In both rhythm games and flash fiction, the emphasis in each piece is on impact—not volume.
To read flash is to take out your fine tooth comb, willfully, and pick something apart. In a good work of flash, each word has meaning and every syllable has a place. It teaches you to read with a more stringent eye, and forces speedreaders to slow down for once. Likewise, each button press in a rhythm game matters. A dropped or delayed input can spell the difference between a high score and your worst run. It can’t be mashed around—you need to be able to sound each input out on your controller, in time, in sequence.
Parappa The Rapper can be considered the first rhythm game in proper, and in its presentation lies the ludonarrative heart of the genre. Parappa’s comical rise to rap glory is a cohesive long-form narrative, broken apart into separate vignettes to highlight different soundtrack cuts. It can only be played in time to the score, which forces players to get the rhythm down for each track if they want to finish the game. The game’s hyper-colorful cartoon aesthetic compliments each track, motivating players to try harder just to see more of it.
Konami released the first installment of Beatmania one year post-Parappa, in 1997. The persistent, personal musical experience of Parappa was broken apart, commodified, and doled out piecemeal in a colorful cabinet—three songs for one credit. Rhythm games, as we know them, wouldn’t exist without this crucial capitalist choice. Three-song sets are the lay of the land for the genre to this day, even in home releases with no need for credits.
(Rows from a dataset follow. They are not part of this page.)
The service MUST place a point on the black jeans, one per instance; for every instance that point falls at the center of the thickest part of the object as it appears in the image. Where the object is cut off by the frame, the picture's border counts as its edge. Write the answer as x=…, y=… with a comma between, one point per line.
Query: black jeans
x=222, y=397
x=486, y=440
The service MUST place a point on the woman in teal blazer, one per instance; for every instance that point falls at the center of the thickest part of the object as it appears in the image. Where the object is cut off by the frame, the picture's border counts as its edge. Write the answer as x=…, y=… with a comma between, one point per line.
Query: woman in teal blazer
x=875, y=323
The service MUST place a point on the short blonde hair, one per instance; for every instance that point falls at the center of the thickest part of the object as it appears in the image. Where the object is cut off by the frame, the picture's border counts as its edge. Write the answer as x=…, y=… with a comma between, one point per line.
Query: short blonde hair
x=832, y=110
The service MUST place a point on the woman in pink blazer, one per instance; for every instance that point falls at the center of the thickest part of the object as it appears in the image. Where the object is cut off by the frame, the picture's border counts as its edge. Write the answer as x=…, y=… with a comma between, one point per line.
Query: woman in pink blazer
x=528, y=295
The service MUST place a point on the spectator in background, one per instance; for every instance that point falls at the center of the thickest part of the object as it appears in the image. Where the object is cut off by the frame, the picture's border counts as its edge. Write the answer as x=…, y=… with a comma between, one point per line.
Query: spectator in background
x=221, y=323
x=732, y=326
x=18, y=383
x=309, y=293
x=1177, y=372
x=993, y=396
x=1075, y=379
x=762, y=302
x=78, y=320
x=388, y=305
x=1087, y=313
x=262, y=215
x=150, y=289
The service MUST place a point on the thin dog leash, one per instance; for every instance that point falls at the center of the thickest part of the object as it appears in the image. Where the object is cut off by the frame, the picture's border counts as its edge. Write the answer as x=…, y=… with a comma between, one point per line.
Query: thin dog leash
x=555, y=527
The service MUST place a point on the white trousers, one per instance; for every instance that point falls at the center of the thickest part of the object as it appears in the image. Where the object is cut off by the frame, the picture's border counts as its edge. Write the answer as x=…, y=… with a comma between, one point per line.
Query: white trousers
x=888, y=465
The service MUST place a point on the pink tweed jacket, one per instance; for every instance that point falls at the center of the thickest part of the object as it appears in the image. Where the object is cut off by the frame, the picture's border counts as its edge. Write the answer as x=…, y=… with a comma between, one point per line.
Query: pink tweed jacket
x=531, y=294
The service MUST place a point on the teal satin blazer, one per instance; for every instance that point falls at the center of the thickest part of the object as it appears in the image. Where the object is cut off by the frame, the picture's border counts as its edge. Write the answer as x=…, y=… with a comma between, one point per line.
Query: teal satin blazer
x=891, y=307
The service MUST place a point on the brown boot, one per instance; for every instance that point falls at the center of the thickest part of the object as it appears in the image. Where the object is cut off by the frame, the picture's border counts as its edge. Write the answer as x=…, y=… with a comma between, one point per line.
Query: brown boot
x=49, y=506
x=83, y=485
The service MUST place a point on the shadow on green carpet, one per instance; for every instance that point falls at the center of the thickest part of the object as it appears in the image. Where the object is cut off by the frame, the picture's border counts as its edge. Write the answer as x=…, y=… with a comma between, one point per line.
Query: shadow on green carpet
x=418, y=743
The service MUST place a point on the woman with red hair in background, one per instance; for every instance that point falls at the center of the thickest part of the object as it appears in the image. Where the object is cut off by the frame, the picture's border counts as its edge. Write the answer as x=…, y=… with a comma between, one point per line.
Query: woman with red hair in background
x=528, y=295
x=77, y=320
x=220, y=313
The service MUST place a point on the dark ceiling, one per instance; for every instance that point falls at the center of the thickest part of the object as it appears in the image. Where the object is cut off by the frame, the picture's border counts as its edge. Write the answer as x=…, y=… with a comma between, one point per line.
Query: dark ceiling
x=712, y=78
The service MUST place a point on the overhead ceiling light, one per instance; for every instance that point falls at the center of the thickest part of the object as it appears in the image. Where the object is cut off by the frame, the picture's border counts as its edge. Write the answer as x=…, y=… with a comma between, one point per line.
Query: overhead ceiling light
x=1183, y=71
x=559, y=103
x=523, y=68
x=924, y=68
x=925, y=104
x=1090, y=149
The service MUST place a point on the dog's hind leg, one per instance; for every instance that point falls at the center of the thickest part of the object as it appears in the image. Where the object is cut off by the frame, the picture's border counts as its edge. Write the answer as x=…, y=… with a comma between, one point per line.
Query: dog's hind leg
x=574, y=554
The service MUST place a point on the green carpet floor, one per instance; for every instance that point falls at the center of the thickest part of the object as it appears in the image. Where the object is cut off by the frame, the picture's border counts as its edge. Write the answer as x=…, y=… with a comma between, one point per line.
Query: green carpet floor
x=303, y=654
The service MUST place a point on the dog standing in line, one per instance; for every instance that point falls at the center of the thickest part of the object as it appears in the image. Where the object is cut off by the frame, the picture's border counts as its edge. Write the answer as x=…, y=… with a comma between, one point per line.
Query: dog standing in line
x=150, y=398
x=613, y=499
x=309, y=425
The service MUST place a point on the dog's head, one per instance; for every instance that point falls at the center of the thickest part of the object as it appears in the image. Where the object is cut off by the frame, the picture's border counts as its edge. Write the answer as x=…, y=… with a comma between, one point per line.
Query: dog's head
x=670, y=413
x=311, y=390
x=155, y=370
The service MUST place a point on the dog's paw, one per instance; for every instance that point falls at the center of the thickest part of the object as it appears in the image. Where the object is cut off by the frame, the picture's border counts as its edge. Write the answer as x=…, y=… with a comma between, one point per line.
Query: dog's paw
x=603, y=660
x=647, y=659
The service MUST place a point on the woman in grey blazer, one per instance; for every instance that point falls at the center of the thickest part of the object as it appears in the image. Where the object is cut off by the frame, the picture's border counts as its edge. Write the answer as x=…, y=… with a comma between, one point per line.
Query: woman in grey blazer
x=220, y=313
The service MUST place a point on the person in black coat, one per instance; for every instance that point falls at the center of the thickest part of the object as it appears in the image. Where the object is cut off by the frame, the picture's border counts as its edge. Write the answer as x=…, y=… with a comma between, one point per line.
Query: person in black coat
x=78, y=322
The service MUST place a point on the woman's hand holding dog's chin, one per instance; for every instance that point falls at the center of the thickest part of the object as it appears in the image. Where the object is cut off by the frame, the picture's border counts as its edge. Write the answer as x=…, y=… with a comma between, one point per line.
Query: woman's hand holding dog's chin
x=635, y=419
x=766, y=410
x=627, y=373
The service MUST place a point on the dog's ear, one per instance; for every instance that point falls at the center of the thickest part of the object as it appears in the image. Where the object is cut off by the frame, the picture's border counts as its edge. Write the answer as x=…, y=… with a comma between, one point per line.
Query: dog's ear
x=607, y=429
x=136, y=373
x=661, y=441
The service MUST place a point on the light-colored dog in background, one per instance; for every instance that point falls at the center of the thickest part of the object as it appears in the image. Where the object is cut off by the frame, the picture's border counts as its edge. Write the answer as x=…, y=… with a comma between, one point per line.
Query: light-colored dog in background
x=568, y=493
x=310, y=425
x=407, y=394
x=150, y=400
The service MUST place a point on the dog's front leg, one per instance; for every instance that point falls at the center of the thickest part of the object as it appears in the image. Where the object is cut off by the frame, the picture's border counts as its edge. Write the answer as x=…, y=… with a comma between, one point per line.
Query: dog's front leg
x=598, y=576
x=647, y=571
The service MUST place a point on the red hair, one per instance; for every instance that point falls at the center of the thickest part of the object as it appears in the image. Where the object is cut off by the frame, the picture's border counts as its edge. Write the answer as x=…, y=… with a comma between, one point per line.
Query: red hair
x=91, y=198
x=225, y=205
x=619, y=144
Beatmania was a runaway success in Japanese arcades, and as the inaugural game under Konami’s still-active Bemani label, gave future developers a roadmap to build off of. Pop N’ Music, Dance Dance Revolution, and Guitar Freaks owe their existence to this initial success. Each of those series—particularly the first two—would pioneer short form storytelling in rhythm games. Early games included simple representations of DJs, dancers, and mascots, but would eventually expand to include flashy and compelling short videos with very little narrative substance. By the mid-aughts, however, Bemani songs like “Xepher” and “DoLL” housed limited mini-stories centered around popular otaku fare like big robots and cutesy anime girls.
2004 was the watershed year for short form ludo-narrative resonance in rhythm gaming, however. The DJMax series, originally introduced as an online-only PC game in South Korea, took the basic gameplay of Beatmania—right down to the note highway—and geared it around a home play audience. This meant making a more cinematic, less skill-dependent title that could have broad appeal and be enjoyed solo.
Aside from mechanical flourishes, like gummier notes and more forgiving accuracy that gives it a higher-than-average skill ceiling for the genre, DJMax puts a square focus on the visuals behind the note highway. Each song comes paired with a unique video, most of which house compelling micro-narratives. Songs like “Oblivion,” “Mess It Up,” and “Fallen Angel” introduce entire worlds and casts of characters, while cuts such as “Miles,” “So Much In Luv,” and “Let’s Go, Baby” offer smaller slices of life with self-contained stories of love, heartbreak, and everything in between.